Un grand nombre de Canadiens et de Québécois auront l'impression d'avoir perdu un ami avec la disparition de Jack Layton. Cet homme engageant, souriant, avait la capacité de créer des liens avec les citoyens. C'était le politicien avec qui les gens auraient voulu prendre une bière ou partager un repas.

Mais on ne peut pas résumer l'homme disparu, tôt hier matin, au seul fait qu'il ait été sympathique. Ce ne serait pas rendre justice à celui qui a dirigé le Nouveau Parti démocratique et qui était devenu le chef de l'opposition officielle d'expliquer ses succès par sa seule gentillesse.

La véritable force de Jack Layton, ce sont toutes les qualités qui lui ont permis de faire de la politique autrement.

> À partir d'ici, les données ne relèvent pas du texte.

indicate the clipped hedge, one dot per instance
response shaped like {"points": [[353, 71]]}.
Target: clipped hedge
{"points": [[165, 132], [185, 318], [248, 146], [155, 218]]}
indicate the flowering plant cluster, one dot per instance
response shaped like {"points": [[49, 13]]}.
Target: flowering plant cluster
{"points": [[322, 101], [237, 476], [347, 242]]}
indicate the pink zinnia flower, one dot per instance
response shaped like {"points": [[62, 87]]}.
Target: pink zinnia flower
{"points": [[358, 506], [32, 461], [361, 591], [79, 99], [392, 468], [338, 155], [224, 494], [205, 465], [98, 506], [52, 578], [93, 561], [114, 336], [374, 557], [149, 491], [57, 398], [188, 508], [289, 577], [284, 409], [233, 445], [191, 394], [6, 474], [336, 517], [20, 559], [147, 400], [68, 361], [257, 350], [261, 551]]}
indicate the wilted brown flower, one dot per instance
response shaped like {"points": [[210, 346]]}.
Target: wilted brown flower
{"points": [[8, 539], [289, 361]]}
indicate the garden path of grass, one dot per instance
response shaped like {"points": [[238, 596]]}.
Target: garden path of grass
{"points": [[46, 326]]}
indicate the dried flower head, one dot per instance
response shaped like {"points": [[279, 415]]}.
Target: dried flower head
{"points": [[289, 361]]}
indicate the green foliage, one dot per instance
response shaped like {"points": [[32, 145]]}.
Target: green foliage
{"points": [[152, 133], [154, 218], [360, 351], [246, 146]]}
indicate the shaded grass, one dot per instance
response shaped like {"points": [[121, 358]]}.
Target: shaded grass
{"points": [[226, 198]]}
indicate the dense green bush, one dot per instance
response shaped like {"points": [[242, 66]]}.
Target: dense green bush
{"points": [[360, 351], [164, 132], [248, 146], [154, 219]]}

Ce sont sa sincérité, la cohérence entre ses convictions et son action, son élégance dans les débats publics, son refus de la mesquinerie de la politique partisane, son idéalisme teinté de réalisme qui lui ont permis, peut-être plus que son sourire, d'établir un lien de confiance avec les gens. En ce sens, sa carrière à la tête du NPD a mené à deux victoires.

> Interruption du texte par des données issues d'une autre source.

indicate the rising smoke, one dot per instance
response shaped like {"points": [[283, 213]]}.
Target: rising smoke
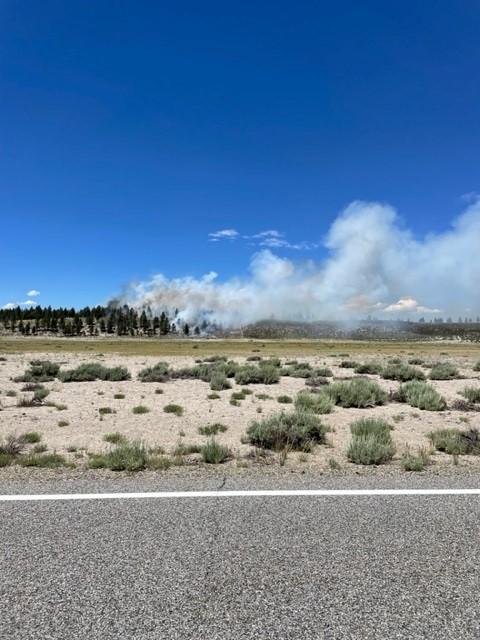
{"points": [[373, 266]]}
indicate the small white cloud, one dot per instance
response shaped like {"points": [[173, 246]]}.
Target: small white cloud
{"points": [[471, 197], [223, 234], [409, 304], [25, 303]]}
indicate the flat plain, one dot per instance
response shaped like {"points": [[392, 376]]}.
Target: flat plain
{"points": [[77, 417]]}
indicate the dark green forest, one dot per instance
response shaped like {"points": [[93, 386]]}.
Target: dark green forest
{"points": [[93, 321]]}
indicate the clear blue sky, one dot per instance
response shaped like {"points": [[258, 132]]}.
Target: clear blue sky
{"points": [[129, 131]]}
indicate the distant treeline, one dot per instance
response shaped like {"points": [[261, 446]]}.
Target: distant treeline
{"points": [[123, 320], [93, 321]]}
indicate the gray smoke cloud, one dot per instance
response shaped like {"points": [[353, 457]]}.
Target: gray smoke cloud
{"points": [[373, 266]]}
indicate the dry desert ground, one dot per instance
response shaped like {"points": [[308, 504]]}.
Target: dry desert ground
{"points": [[75, 416]]}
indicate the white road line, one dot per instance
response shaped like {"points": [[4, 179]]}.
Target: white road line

La première, politique, c'est d'avoir transformé le parti qu'il dirigeait, de l'avoir modernisé, de l'avoir sorti de sa marginalité, pour le propulser et en faire l'opposition officielle, grâce entre autres à sa capacité à briser le mur de l'indifférence des Québécois.

La seconde, sociétale, qui profite à tous, peu importe leurs convictions, c'est d'avoir contribué, par ses façons de faire, à réduire la méfiance que ressentent trop de citoyens à l'égard des politiciens, à baisser de quelques crans le cynisme, à redonner ses lettres de noblesse aux vertus de la chose publique.

À un autre niveau, beaucoup plus personnel, Jack Layton, dans son combat contre les multiples attaques d'un cancer qui l'a finalement terrassé, a été un modèle d'optimisme, de courage et de détermination. Il a poursuivi son action politique jusqu'au bout, malgré les progrès de la maladie. C'est là un message beau et fort pour tous ceux qui mènent le même combat. Et pour tous ceux qui pourraient être confrontés à cette terrible maladie, c'est-à-dire nous tous.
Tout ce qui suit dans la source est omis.